あなたが遺言を‛書かない’理由③
『遺言を書くほど財産がない』

これも多い『書かない』理由です。
確かに、一昔前までは、遺言書は一部の財産持ちが書くものだ、というイメージがあったようです。
今も、そのイメージを引きずっている方も多いようです。

ただ、全く財産の無い方って、ほとんどいないんです。
おそらく少なくとも一つはご自身名義の通帳があるはず。
それは立派な財産です。

そして、財産の無いほうが、揉めた場合に解決策が少なくて困ってしまうことがあります。
(財産が多ければ、分け方の選択肢も増えることが多い)
ちなみに、裁判所ホームページで公表されている司法統計から、令和4年度に認容・調停が成立した遺産分割事件の遺産価額ごとの件数をみると、約3割が遺産の総額が1000万円以下となっております。

また、遺言に書くことができるのは、財産に関してだけではありません。
認知をしたり、祭祀を主宰すべき者を指定したりすることもできます。
そして、付言といって、相続人に向けて何らかのメッセージを載せておくことも可能です。

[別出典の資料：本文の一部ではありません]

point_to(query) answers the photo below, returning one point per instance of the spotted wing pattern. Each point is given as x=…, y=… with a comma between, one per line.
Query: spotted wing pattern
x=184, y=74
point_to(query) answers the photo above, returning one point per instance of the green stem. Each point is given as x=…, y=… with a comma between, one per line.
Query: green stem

特に、ご結婚されている女性の方については、財産は全て夫の名義なので関係ない、と思われる方もいるようですが、
ご自身名義(妻名義)の預金もあるはずです。
また、夫が亡くなった後、相続する分があるはずです。
もちろん、その後に遺言を書けばよいですが、その時には認知症になっている可能性もあります。
そうなると、遺言書も作れません。
これからもらう財産を想定して、遺言書を作ることも可能ですので、配偶者が遺言書を作る際には、是非ご自身の遺言書も一緒に検討してみてください。